KIT scientists reclaim lithium from spent batteries

<strong>KIT scientists reclaim lithium from spent batteries</strong> featured image
Dr Oleksandr Dolotko running tests at the KIT. Photo by Amadeus Bramsiepe.

Recovering valuable metals from battery waste has long posed a headache to recyclers but a German consortium led by the Karlsruhe Institute of Technology claims it may have the answer. 

Lithium-ion batteries have become omnipresent in our life.
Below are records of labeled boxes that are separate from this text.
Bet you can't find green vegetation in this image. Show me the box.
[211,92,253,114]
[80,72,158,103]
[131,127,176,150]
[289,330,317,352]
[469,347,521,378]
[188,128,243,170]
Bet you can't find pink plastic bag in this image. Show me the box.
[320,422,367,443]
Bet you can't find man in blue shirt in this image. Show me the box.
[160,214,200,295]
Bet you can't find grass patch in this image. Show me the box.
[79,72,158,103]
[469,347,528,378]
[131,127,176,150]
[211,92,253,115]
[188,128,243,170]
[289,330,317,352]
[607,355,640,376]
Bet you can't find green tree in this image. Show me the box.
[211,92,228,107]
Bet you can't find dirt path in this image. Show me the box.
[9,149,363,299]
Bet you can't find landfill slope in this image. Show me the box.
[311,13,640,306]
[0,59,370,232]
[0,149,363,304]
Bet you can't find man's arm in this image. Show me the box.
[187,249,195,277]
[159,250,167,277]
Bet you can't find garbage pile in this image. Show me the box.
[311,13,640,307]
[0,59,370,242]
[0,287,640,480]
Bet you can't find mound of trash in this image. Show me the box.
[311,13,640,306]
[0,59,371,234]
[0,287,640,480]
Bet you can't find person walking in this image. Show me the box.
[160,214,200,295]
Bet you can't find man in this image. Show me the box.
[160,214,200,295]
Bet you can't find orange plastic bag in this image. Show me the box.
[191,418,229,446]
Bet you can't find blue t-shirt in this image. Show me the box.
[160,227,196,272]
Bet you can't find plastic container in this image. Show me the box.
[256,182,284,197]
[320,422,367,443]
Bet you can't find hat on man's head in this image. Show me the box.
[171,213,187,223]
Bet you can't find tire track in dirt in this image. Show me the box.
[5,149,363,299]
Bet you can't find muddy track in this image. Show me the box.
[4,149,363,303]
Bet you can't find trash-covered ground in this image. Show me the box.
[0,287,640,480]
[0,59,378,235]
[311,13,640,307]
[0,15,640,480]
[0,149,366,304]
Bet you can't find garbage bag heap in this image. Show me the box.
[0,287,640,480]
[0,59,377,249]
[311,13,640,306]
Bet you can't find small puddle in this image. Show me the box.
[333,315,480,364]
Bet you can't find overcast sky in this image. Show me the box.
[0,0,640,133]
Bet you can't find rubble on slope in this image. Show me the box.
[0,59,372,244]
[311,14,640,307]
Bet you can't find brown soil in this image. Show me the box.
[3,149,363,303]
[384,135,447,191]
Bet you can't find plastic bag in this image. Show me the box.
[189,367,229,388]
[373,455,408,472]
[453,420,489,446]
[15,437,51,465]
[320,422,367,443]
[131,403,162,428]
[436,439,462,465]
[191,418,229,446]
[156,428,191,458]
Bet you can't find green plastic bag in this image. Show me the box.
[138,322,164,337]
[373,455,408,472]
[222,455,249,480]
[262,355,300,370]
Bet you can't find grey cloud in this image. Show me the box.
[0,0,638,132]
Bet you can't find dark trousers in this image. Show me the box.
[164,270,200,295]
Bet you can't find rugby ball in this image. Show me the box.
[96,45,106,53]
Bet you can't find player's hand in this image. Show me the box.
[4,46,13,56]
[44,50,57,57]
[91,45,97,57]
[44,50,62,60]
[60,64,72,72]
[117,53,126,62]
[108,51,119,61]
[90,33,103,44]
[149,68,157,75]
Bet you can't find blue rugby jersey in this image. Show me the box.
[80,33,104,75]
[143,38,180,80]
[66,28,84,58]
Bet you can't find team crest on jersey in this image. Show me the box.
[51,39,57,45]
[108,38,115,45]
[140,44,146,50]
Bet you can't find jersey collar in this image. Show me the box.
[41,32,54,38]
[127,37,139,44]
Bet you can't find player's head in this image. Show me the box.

While nickel, cobalt, copper, aluminium and steel are recovered from battery waste, extracting lithium remains ‘expensive and hardly profitable’, laments Dr Oleksandr Dolotko, who leads the new R&D project.

His team is proposing a mechano-chemical approach, using mechanical processes to induce chemical reactions. The work targets different chemistries such as LiCoO2, LiMn2O4, Li(CoNiMn)O2, and LiFePO4.

Dolotko says tests have demonstrated a lithium recovery rate of up to 70% without corrosive chemicals, high temperatures or the prior sorting of materials. ‘The method can be applied for recovering lithium from cathode materials from a large range of commercially available lithium-ion batteries,’ he underlines. ‘This enables inexpensive, energy-efficient and environmentally compatible recycling.’

The researchers use aluminium as the reducing agent. As aluminium is already within the cathode, no additional substances are required. The battery waste is ground down and the resulting material reacts with the aluminium to create metallic composites with water-soluble lithium compounds.

Lithium is recovered by dissolving these compounds in water and heating them to evaporate the water. Reaction takes place at room temperature and pressure.

The R&D efforts are supported by Helmholtz Institute Ulm for Electrochemical Energy Storage, Ulm University, and EnBW Energie Baden-Württemberg AG.